No bake chocolate protein bars are a quick, easy, and healthy snack! They are vegan, gluten-free, grain-free, refined sugar-free, and easily customizable for keto and paleo diets. These homemade protein bars taste like a delicious dessert, but they are secretly good for you. Combine your favorite chocolate protein powder with peanut butter, cocoa, almond flour, and maple syrup to make this nutritious post workout treat. Made in just 10 minutes with simple ingredients!

a stack of homemade vegan chocolate protein bars

Homemade vegan protein bars

If you have ever browsed the protein bar section of a grocery chain, you’ll know what I mean when I say there’s an endless supply of options to choose from. However, those options are not always the best. After scanning the ingredients label on nearly every bar, you’ve probably (a) walked away in disappointment or (b) knowingly settled for a mediocre bar.

You may have wondered, “Why are they all filled with weird ingredients?
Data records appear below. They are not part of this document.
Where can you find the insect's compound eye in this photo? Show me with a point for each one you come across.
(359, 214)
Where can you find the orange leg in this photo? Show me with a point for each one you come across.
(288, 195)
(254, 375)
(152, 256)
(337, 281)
Why is sugar the first ingredient in so many of these bars? Wait, why is refined sugar even IN these supposed health bars?” If you’ve been searching for a protein bar that’s made with minimal ingredients, truly healthy, and tastes DELICIOUS, I have just the recipe for you!

These homemade chocolate protein bars are made with no refined sugar, no dairy, and no additives. With just a handful of ingredients, you can create a high protein snack that tastes like dessert. Nobody will guess that they are actually good for you!

These chocolate protein bars are:

  • Vegan, dairy-free, gluten-free, and grain-free
  • Soft, chewy, peanut buttery, and rich with chocolate flavor
  • Keto and paleo-friendly
  • A low carb & high protein snack
  • Super quick & easy // ready in 10 minutes
  • Refined sugar-free & sweetened with real maple syrup
  • A nutritious way to satisfy your chocolate cravings!
no bake chocolate protein bars on white parchment paper with one of them on its side

What are chocolate protein bars made of?

  • Chocolate protein powder: The key ingredient! This is the main source of protein and it provides chocolate flavor. You can use any type – like pea, brown rice, hemp, and more. If you aren’t vegan, the recipe will still work with non-vegan powders like whey protein.
  • Peanut butter: I absolutely love the flavor of peanut butter, but you can replace it with another variety like almond butter, cashew butter, or even hazelnut butter. For a nut-free option, use sunflower seed butter or tahini instead.
  • Maple syrup: These are made with no refined sugar, so they are sweetened with maple syrup instead. You can substitute it with another liquid sweetener and achieve pretty similar results, like agave nectar or coconut nectar. Honey will work, but it is thicker and stickier so just keep that in mind. You may want to adjust the other ingredients if you use honey.
  • Almond flour: Ground almonds, also known as almond flour, helps bind the dough together. It is grain-free and gluten-free, so don’t be tricked by the word “flour” in its name.
  • Cocoa powder: For rich chocolate flavor, add cocoa or cacao powder to the dough.
  • Chocolate chips: Top them with your favorite chocolate chips.
  • Coconut oil: This is an optional ingredient used in the chocolate topping, but I really recommend adding it. Coconut oil helps to create a runnier consistency so the melted chocolate spreads more easily. Additionally, it softens the chocolate layer so it won’t break apart when you slice the bars.
  • Vanilla extract: For added sweetness and warmth. I’m a firm believer that no treat is complete without a dash of vanilla extract.
  • Salt: A pinch of salt complements the rich chocolate. Don’t skip it!
bowls of chocolate protein powder, cocoa powder, almond flour, peanut butter, chocolate chips, maple syrup, and vanilla extract

How to make protein bars

For the full ingredient measurements and step-by-step instructions, scroll down to view the recipe card at the bottom of the page.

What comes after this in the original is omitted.